Mother filed a petition to restrict the visitation of the father. She alleged disrupting conduct by the father in the presence of the children.
The trial court determined that Father’s behavior was ‘not only disturbing but egregious. It warrants a modification of the Joint Parenting Agreement.’ Also, his behavior was “a substantial endangerment” to the well-being of the parties’ three children.
The trial court entered an order in which the court found that Mother and her boyfriend were more credible than Father was. Father was incredible. He made the statements alleged in Mother’s petition.
The court ordered that Father shall have supervised visitation with a professional supervisor until further ordered by the court. And Father shall be solely responsible for the cost of the supervisor.
Father appealed.

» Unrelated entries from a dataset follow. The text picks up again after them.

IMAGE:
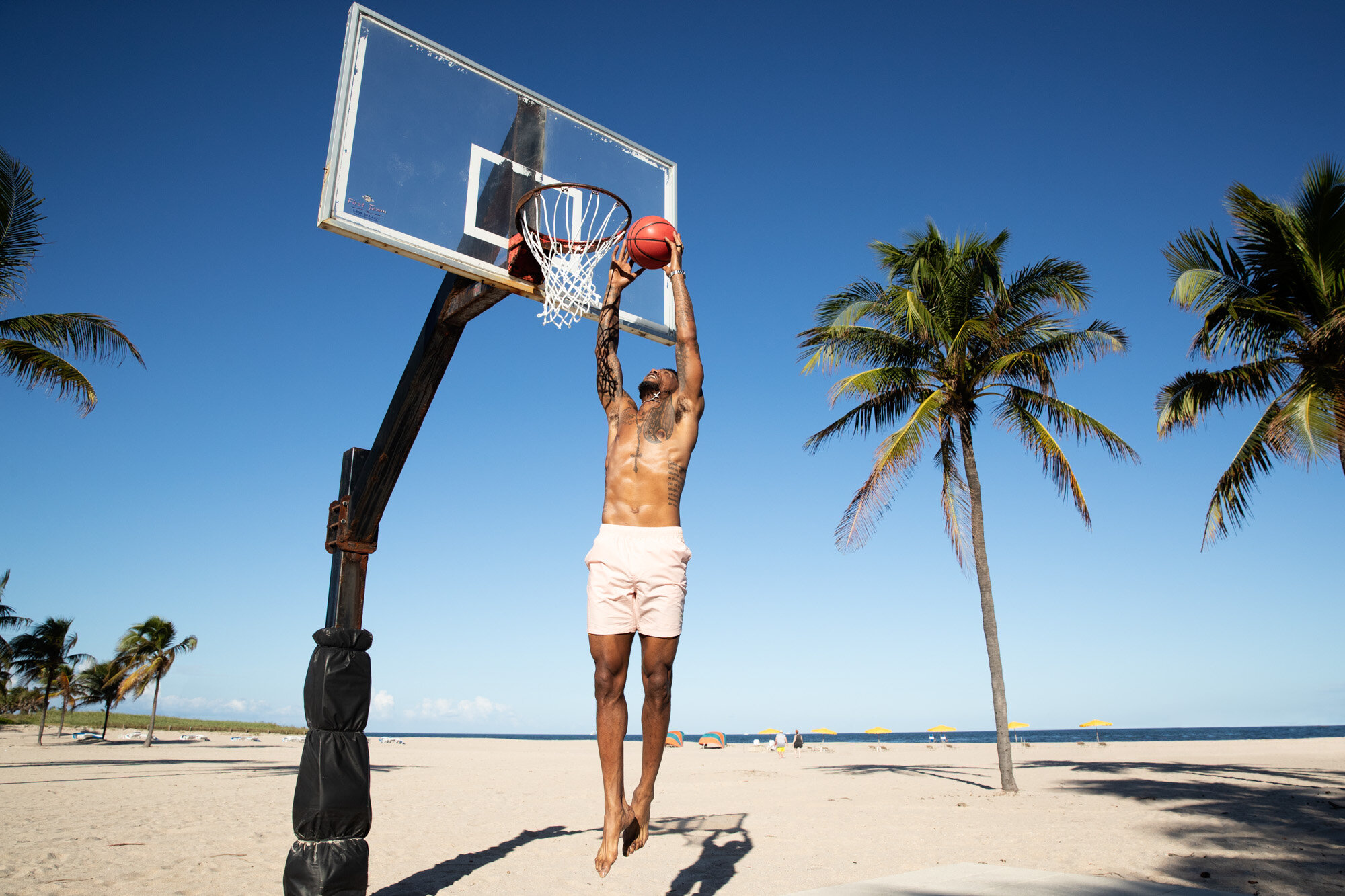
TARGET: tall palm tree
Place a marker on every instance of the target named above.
(102, 684)
(150, 653)
(64, 688)
(1274, 299)
(41, 653)
(9, 619)
(32, 346)
(945, 334)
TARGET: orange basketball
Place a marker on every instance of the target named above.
(646, 244)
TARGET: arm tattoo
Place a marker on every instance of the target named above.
(677, 478)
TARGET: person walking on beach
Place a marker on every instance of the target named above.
(638, 564)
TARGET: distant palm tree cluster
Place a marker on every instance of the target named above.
(42, 663)
(949, 335)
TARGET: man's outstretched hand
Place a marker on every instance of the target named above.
(622, 274)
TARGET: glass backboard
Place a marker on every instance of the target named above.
(430, 154)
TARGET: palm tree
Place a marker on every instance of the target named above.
(150, 651)
(41, 653)
(945, 334)
(100, 684)
(64, 688)
(1277, 304)
(32, 346)
(9, 619)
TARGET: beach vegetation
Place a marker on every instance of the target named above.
(9, 619)
(40, 654)
(1273, 299)
(139, 721)
(37, 349)
(102, 684)
(945, 338)
(149, 651)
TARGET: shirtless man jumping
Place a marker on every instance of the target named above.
(638, 564)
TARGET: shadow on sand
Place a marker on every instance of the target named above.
(723, 842)
(1250, 827)
(447, 873)
(948, 772)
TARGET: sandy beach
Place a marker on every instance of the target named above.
(523, 817)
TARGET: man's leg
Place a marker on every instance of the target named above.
(657, 655)
(611, 659)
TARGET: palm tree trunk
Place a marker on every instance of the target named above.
(1340, 427)
(988, 615)
(154, 710)
(46, 698)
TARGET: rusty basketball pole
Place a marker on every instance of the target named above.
(333, 811)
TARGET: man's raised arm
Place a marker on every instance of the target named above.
(619, 276)
(689, 370)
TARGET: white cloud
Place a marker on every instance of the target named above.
(463, 709)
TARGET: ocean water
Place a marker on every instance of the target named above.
(1046, 736)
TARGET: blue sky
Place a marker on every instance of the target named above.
(181, 155)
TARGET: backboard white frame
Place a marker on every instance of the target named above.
(332, 217)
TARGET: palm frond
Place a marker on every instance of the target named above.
(1231, 502)
(1063, 283)
(1020, 421)
(956, 501)
(37, 368)
(882, 411)
(1305, 430)
(76, 333)
(894, 460)
(1073, 421)
(20, 235)
(1187, 401)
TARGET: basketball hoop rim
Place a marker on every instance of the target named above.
(572, 245)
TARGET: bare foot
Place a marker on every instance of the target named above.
(613, 826)
(638, 831)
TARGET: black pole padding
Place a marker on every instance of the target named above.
(333, 810)
(328, 868)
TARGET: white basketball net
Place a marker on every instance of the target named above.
(571, 231)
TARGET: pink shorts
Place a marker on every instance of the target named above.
(637, 580)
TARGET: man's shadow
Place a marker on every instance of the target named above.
(722, 849)
(430, 881)
(719, 836)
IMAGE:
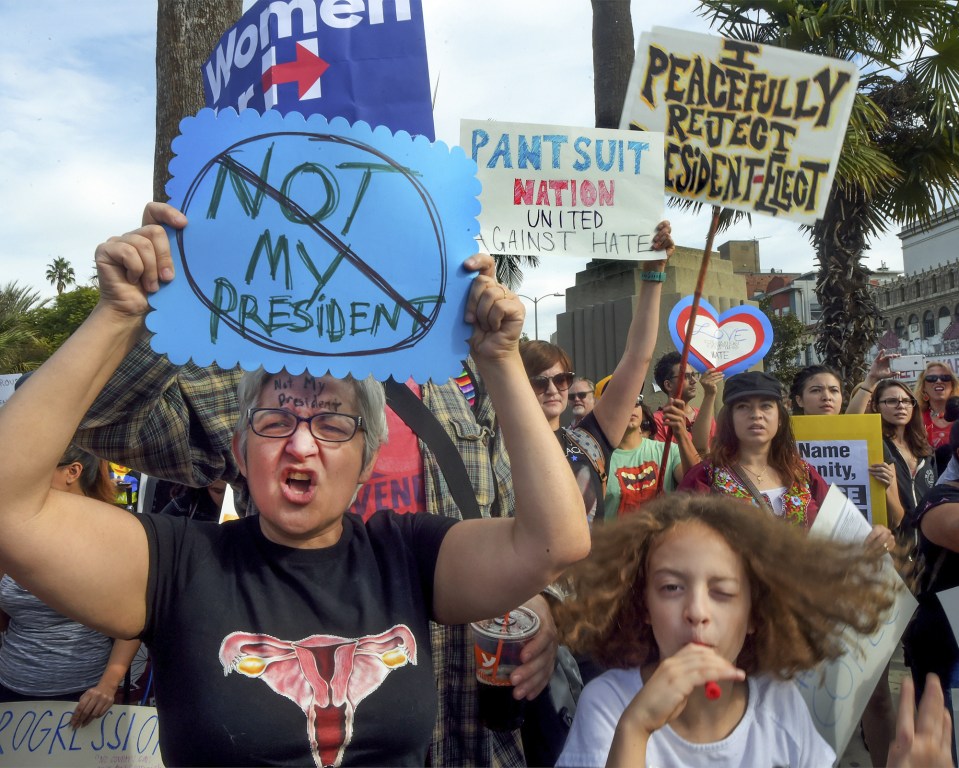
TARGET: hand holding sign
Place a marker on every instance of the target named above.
(730, 341)
(317, 245)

He argues that the trial court erred in finding that his alleged actions constituted a substantial endangerment to the parties’ children and restricting his visitation.
The parties acknowledge that a hearing was conducted in which the court heard testimony from a number of persons. But, there was no transcript, bystander’s report, or agreed statement of facts of the trial court hearing. In the absence of such record on appeal, we must presume that the trial court followed the law and had a sufficient factual basis for its ruling.
The Appellate Court said that the trial court’s decision was neither against the manifest weight of the evidence nor did it constitute an abuse of discretion.
In re Marriage of Manhoff, No. 1-06-2762.